Spouses often find themselves in limbo while their divorces are playing out. This is particularly true when it comes to taxes. Tax laws are complex and they can become doubly so when you divorce during the tax year. If you and your spouse negotiate a divorce settlement, the IRS will usually abide by your agreement regarding dependent deductions, but you’ll have to file some additional paperwork with your tax return.
When you divorce during the tax year, the first hurdle is determining your filing status. As long as your divorce is final by the last day of the year, you’re not married. You can either file a single return or as head of household, depending on your custody situation. However, this is not as cut-and-dried as it seems. If you’re in court for your final divorce hearing on December 20, but the judge doesn’t get around to signing your decree until January 2, you’re not legally divorced by the last day of the tax year. The determining date is usually the date that appears on your decree. However, if you lived separately during the last six months of the year, one of you may be able to file as head of household if you meet other IRS requirements, such as by having a dependent and paying for more than 50 percent of your housing costs. If you and your spouse didn’t separate by July 1, and if your divorce wasn’t final before December 31, you can only file a married joint return or married separate return.
If you and your spouse must file married returns, you can share your deductions for the tax year by filing a joint return. You still have the right to do this if your divorce was not final by December 31. However, if you were divorced by year’s end, you’ll have to come up with a more creative way to allot your dependent deductions.

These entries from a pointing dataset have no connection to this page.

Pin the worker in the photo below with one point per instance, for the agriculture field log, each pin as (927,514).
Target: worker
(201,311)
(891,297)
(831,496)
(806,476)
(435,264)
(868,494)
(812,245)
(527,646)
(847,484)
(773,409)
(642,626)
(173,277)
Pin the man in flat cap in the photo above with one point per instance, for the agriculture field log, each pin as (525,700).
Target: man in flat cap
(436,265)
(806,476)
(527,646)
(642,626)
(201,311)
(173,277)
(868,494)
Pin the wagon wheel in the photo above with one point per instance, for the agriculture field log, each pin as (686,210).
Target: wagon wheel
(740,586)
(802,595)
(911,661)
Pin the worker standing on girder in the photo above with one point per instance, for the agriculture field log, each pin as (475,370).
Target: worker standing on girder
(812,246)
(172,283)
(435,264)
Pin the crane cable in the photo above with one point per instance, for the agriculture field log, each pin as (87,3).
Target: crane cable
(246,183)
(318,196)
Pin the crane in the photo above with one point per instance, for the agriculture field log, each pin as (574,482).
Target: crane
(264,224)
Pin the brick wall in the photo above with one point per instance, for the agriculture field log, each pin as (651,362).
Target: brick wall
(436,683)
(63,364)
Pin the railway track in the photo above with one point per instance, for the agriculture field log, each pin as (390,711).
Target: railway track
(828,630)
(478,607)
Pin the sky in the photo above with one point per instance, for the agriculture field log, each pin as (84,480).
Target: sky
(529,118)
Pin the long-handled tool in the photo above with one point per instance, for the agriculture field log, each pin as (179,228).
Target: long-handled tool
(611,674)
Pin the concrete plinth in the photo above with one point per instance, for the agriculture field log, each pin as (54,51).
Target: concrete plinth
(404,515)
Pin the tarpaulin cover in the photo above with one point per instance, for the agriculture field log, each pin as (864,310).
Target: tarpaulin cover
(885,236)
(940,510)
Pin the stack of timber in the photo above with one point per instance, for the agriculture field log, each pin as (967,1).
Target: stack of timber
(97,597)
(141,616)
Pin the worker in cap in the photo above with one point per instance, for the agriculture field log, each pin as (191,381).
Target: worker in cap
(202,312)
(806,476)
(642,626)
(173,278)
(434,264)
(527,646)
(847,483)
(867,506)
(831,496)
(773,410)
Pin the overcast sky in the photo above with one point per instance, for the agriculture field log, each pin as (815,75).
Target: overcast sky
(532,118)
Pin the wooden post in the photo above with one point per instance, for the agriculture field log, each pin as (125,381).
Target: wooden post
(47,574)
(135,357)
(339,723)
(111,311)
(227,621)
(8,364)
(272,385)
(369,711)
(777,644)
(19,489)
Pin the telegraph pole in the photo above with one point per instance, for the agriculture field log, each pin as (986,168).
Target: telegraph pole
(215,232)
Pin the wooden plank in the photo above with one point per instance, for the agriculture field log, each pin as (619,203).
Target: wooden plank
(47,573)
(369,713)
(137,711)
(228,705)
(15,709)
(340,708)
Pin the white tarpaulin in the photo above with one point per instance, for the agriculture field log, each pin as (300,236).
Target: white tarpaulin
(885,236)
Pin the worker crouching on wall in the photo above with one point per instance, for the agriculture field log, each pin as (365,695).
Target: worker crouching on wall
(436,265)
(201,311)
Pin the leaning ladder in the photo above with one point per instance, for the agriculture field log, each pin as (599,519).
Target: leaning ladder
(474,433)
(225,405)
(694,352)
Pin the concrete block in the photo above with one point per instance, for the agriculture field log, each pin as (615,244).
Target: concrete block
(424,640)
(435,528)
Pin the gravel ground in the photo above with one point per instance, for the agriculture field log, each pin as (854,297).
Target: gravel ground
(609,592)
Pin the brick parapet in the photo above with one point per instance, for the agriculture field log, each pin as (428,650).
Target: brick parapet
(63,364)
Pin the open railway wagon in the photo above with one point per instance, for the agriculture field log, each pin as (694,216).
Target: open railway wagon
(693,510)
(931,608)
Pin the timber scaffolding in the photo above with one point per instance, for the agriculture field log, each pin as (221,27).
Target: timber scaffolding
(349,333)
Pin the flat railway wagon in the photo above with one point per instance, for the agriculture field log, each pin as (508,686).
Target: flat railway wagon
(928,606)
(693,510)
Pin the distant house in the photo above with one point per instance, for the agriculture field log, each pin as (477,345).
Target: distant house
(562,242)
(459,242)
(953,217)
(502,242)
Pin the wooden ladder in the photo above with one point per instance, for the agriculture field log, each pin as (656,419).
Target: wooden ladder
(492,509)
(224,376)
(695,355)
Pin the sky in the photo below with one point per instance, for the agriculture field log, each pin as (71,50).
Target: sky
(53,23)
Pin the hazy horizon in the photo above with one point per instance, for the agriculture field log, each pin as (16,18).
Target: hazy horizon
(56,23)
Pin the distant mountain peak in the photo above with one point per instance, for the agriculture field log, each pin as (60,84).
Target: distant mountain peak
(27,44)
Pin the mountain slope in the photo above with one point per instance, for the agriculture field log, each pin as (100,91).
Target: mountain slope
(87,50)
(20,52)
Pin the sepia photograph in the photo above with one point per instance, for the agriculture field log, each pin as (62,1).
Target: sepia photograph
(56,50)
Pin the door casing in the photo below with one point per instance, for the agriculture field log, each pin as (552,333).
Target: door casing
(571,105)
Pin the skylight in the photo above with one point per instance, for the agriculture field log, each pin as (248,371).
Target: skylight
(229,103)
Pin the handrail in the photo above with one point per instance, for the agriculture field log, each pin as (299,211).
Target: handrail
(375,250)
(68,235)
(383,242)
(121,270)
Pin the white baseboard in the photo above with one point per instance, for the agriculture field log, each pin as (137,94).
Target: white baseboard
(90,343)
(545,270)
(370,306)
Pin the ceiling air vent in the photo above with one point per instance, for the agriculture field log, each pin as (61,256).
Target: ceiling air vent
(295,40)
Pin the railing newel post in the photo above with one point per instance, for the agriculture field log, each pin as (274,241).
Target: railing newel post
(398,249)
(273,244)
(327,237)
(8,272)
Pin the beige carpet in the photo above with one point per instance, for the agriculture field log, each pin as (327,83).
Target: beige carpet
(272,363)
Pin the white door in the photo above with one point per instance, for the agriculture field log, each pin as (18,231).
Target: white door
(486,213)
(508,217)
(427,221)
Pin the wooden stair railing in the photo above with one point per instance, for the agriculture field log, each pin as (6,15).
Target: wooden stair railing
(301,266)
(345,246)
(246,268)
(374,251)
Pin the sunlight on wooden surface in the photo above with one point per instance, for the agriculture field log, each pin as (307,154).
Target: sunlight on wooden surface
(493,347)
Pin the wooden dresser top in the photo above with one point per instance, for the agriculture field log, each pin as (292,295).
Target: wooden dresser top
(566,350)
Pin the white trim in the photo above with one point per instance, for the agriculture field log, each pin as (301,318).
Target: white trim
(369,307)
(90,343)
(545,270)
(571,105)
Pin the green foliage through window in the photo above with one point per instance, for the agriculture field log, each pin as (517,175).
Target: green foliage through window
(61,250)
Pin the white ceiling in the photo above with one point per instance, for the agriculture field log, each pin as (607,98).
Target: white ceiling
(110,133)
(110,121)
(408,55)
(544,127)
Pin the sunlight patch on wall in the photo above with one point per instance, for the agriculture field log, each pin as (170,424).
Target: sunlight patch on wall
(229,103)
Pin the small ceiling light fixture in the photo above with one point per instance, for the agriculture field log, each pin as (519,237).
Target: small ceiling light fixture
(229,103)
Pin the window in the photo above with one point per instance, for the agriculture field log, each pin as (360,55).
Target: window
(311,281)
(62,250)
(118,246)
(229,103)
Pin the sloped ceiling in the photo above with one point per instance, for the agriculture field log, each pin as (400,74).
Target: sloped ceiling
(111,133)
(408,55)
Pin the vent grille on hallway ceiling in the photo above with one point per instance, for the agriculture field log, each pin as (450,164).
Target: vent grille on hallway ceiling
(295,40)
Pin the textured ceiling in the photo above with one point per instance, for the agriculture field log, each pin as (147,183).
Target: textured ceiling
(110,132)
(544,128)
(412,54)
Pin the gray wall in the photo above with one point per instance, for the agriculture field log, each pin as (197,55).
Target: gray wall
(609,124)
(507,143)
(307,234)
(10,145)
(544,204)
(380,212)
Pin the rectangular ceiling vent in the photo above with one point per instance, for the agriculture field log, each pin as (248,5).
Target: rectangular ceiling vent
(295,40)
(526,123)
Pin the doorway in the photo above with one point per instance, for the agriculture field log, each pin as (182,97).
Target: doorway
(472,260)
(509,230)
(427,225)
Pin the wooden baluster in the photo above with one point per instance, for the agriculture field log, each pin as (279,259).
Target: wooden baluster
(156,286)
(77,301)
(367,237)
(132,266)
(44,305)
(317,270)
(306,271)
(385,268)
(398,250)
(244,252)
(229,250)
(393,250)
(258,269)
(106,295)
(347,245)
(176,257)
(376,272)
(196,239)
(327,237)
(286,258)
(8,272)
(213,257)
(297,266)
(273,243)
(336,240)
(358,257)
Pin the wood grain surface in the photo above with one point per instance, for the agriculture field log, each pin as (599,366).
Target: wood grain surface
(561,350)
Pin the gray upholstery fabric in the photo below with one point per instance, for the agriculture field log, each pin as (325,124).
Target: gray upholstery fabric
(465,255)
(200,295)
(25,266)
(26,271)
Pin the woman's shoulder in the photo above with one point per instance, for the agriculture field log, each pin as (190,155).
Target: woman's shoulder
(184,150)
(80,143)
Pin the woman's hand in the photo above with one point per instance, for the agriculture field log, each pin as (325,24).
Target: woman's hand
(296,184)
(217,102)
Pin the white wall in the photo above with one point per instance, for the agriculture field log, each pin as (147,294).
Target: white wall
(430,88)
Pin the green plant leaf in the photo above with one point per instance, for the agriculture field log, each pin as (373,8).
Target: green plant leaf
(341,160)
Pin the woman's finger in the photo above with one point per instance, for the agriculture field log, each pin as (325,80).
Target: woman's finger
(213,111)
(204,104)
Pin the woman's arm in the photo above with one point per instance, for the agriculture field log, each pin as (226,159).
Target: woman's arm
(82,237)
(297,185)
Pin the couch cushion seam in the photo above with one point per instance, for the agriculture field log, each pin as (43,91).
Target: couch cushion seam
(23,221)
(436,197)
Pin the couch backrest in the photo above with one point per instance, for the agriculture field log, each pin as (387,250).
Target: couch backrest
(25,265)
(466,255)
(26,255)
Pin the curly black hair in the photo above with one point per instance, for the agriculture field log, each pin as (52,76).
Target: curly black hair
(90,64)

If you have an even number of children, you can both claim deductions for them. For example, if you have two children, you could claim one child and your ex could claim the other. Alternatively, you can rotate the deductions yearly. You might take them in the year you’re divorced, and your ex could take them the next year. The IRS automatically gives dependent deductions to the custodial parent, but she can waive this right and you can override the IRS rule by filing Form 8332 with your returns.
Alimony and Child Support
Only the spouse paying alimony or spousal support can claim a deduction for it. The IRS doesn’t allow you to negotiate this deduction. Spouses receiving alimony must claim it as income. Additionally, your decree must specifically order the alimony payments before they're deductible. If you paid temporary alimony while your divorce was pending, this is deductible as well, as long as a court order obligated you to do so. Child support is not tax-deductible and the custodial parent does not have to claim it as income.
Associated Tax Credits
Claiming dependent deductions doesn’t necessarily mean you can file as head of household. To file as head of household, one of your children must have lived with you for at least half the year. Just because you’ve negotiated to claim the deduction for your child, it does not necessarily mean he physically resided with you long enough for you to meet this standard. This is an important distinction because several tax credits depend on your being able to file either a married joint return or as head of household. For example, if you’re not head of household or married filing jointly, you can’t claim an earned income credit or a credit for childcare costs.